É ainda um ajustamento em baixa pequeno (de 14 mil milhões de euros), depois da descontinuação das compras líquidas ao abrigo dos programas PEPP (lançado contra os efeitos da pandemia em março de 2020) e do mais antigo, designado pelo acrónimo APP, e lançado em 2014 e 2015 por Mario Draghi, o antecessor de Lagarde. Draghi envolveu as aquisições de dívida pública no mercado secundário através do programa conhecido pelo acrónimo PSPP, que permitiu uma queda brutal do custo de emissão de nova dívida (no caso de Portugal, de 3,6% em 2014 para 0,5% em 2020). O BCE deverá na reunião de dezembro definir os “princípios” para uma redução mais substancial dos ativos em 2023.

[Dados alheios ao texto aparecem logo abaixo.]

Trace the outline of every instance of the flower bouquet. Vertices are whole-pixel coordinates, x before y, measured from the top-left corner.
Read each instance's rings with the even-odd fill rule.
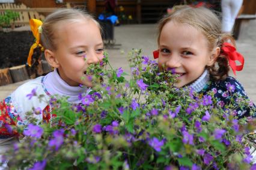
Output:
[[[175,88],[175,74],[159,72],[141,53],[128,54],[129,80],[105,54],[105,68],[89,68],[96,85],[81,105],[51,99],[50,123],[28,113],[29,123],[17,129],[23,139],[7,154],[10,169],[249,169],[255,138],[248,120],[237,119],[232,103],[217,105],[213,93]]]

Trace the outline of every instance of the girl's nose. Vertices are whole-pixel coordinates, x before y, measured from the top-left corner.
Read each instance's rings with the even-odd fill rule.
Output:
[[[181,66],[181,58],[175,55],[171,55],[166,62],[168,68],[178,68]]]
[[[88,64],[99,63],[102,59],[101,57],[100,57],[96,52],[91,52],[87,55]]]

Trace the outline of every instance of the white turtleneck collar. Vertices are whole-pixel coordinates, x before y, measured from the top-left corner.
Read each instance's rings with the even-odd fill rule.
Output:
[[[78,103],[79,94],[88,93],[87,87],[72,87],[64,82],[58,73],[57,69],[46,74],[43,80],[46,91],[51,95],[58,94],[62,96],[69,96],[67,101],[70,103]]]
[[[189,85],[189,87],[192,88],[196,92],[200,92],[207,84],[209,80],[209,74],[208,73],[208,70],[206,69],[202,75],[201,75],[194,82]]]

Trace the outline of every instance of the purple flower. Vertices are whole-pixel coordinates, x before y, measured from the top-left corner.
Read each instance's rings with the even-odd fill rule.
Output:
[[[252,156],[248,155],[245,159],[243,159],[243,161],[246,163],[250,163],[252,161]]]
[[[139,71],[138,67],[131,67],[130,68],[133,75],[139,75]]]
[[[243,153],[246,155],[250,155],[250,148],[248,147],[246,147],[244,149]]]
[[[204,152],[206,151],[204,150],[197,150],[197,153],[199,155],[203,156],[204,154]]]
[[[117,121],[115,120],[112,122],[112,126],[114,127],[118,127],[119,126],[119,123]]]
[[[181,166],[180,168],[180,170],[189,170],[189,168],[187,166]]]
[[[142,91],[144,91],[147,89],[147,87],[148,86],[143,82],[143,79],[141,79],[137,80],[137,85],[141,88]]]
[[[37,87],[35,87],[35,88],[33,88],[31,92],[26,96],[26,97],[28,97],[28,100],[31,99],[32,97],[33,96],[37,96],[37,93],[36,93],[37,89]]]
[[[56,130],[53,132],[53,138],[49,142],[48,145],[50,147],[55,147],[57,151],[64,142],[64,129]]]
[[[239,142],[241,144],[242,142],[242,136],[241,135],[238,135],[236,136],[236,141]]]
[[[206,115],[203,117],[202,121],[209,121],[211,116],[210,115],[209,112],[207,111],[206,111]]]
[[[123,165],[123,169],[124,170],[129,170],[130,169],[130,166],[129,166],[127,160],[124,160],[124,164]]]
[[[117,77],[121,77],[121,75],[124,72],[124,70],[123,70],[122,67],[119,68],[117,69]]]
[[[254,165],[251,166],[250,170],[255,170],[256,169],[256,163],[254,163]]]
[[[201,127],[201,123],[198,120],[195,122],[195,127],[197,129],[197,132],[201,132],[201,131],[202,131],[202,128]]]
[[[202,136],[200,136],[200,137],[198,138],[198,141],[199,141],[199,142],[204,142],[204,141],[206,141],[206,140],[204,139],[204,138],[203,138]]]
[[[96,124],[93,127],[93,132],[95,133],[100,133],[102,132],[102,126],[99,124]]]
[[[151,115],[156,116],[158,115],[158,111],[155,108],[153,108],[151,111]]]
[[[232,123],[233,124],[233,127],[234,129],[234,130],[236,132],[238,132],[239,131],[239,124],[238,124],[238,120],[233,120],[232,121]]]
[[[137,108],[139,107],[139,104],[136,102],[135,99],[132,99],[132,103],[130,104],[130,107],[133,111],[135,111]]]
[[[181,106],[178,105],[176,109],[175,109],[175,114],[177,114],[180,112],[180,109],[181,109]]]
[[[226,146],[228,146],[230,145],[230,141],[226,139],[223,139],[222,142],[225,144],[225,145],[226,145]]]
[[[102,118],[105,118],[105,117],[106,117],[106,116],[107,115],[107,114],[108,114],[107,111],[103,111],[102,112],[102,113],[100,114],[100,117],[101,117]]]
[[[32,138],[40,138],[43,133],[43,129],[37,125],[29,124],[28,128],[24,130],[23,134],[26,136]]]
[[[193,164],[191,170],[201,170],[200,166],[197,165],[197,164]]]
[[[171,166],[165,166],[164,170],[173,170],[173,168]]]
[[[35,162],[33,167],[29,168],[29,170],[43,170],[46,165],[46,160],[44,160],[42,162]]]
[[[70,132],[71,132],[71,134],[72,134],[73,136],[75,136],[75,135],[76,135],[76,130],[75,130],[74,129],[72,129],[70,130]]]
[[[204,163],[207,165],[209,165],[213,159],[213,157],[210,154],[207,153],[204,156]]]
[[[85,97],[83,97],[82,99],[82,103],[83,103],[83,105],[85,105],[86,106],[89,106],[90,105],[91,105],[91,103],[93,103],[94,102],[94,100],[90,94],[87,94]]]
[[[215,139],[217,140],[221,140],[222,138],[222,135],[226,133],[227,130],[224,130],[224,129],[216,129],[214,131],[214,136],[215,138]]]
[[[194,142],[193,142],[193,135],[190,135],[189,134],[187,131],[183,131],[182,132],[182,135],[183,136],[183,139],[182,139],[182,142],[184,144],[187,144],[187,143],[189,143],[189,145],[194,145]]]
[[[124,113],[124,108],[123,106],[121,106],[118,109],[118,111],[120,112],[121,114],[123,114]]]
[[[217,102],[217,105],[221,106],[221,108],[223,108],[225,106],[225,103],[222,100],[219,101]]]
[[[142,56],[141,58],[144,59],[144,61],[142,61],[142,64],[147,64],[149,61],[149,58],[145,56]]]
[[[207,106],[212,105],[212,97],[209,95],[204,95],[204,99],[203,99],[203,105],[204,106]]]
[[[161,151],[161,147],[163,145],[163,140],[159,141],[157,138],[154,137],[148,141],[148,144],[153,148],[157,152]]]
[[[186,112],[189,114],[191,114],[195,109],[197,109],[199,107],[198,103],[190,103],[187,108],[186,109]]]
[[[86,160],[90,163],[97,163],[100,160],[100,157],[99,156],[94,156],[90,157],[86,159]]]
[[[177,116],[177,115],[175,113],[172,112],[172,111],[169,111],[168,112],[169,115],[171,118],[174,118]]]
[[[230,83],[228,83],[227,85],[227,88],[229,92],[234,92],[235,90],[234,85],[231,85]]]
[[[97,97],[98,99],[102,99],[102,95],[100,94],[100,93],[97,93],[97,92],[95,92],[93,94],[93,97],[94,98],[94,99]]]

TAXA DE REMUNERAÇÃO POSITIVA PROVOCA TRANSFERÊNCIA MASSIVA

A subida para terreno positivo da taxa de remuneração dos depósitos dos bancos comerciais no Eurosistema levou a uma alteração radical neste grupo do passivo do BCE. A partir do momento em que a taxa foi aumentada para 0,75% a 14 de setembro e depois para 1,5% no princípio de novembro, os depósitos dos bancos no BCE transferiram-se massivamente para a ‘facilidade permanente de depósito’, uma conta de depósitos que é remunerada por aquela taxa. De 649 mil milhões no final de agosto saltaram para 4,6 biliões de euros a 18 de novembro. A taxa de remuneração desta conta de depósitos foi negativa entre 11 de junho de 2014 e 26 de julho de 2022, tendo subido para 0% no dia seguinte. A facilidade permanente de depósito é distinta da conta de depósitos à ordem, incluindo as reservas obrigatórias dos bancos. A transferência massiva deu-se das contas à ordem para a facilidade permanente (Expresso, texto do jornalista Jorge Nascimento Rodrigues)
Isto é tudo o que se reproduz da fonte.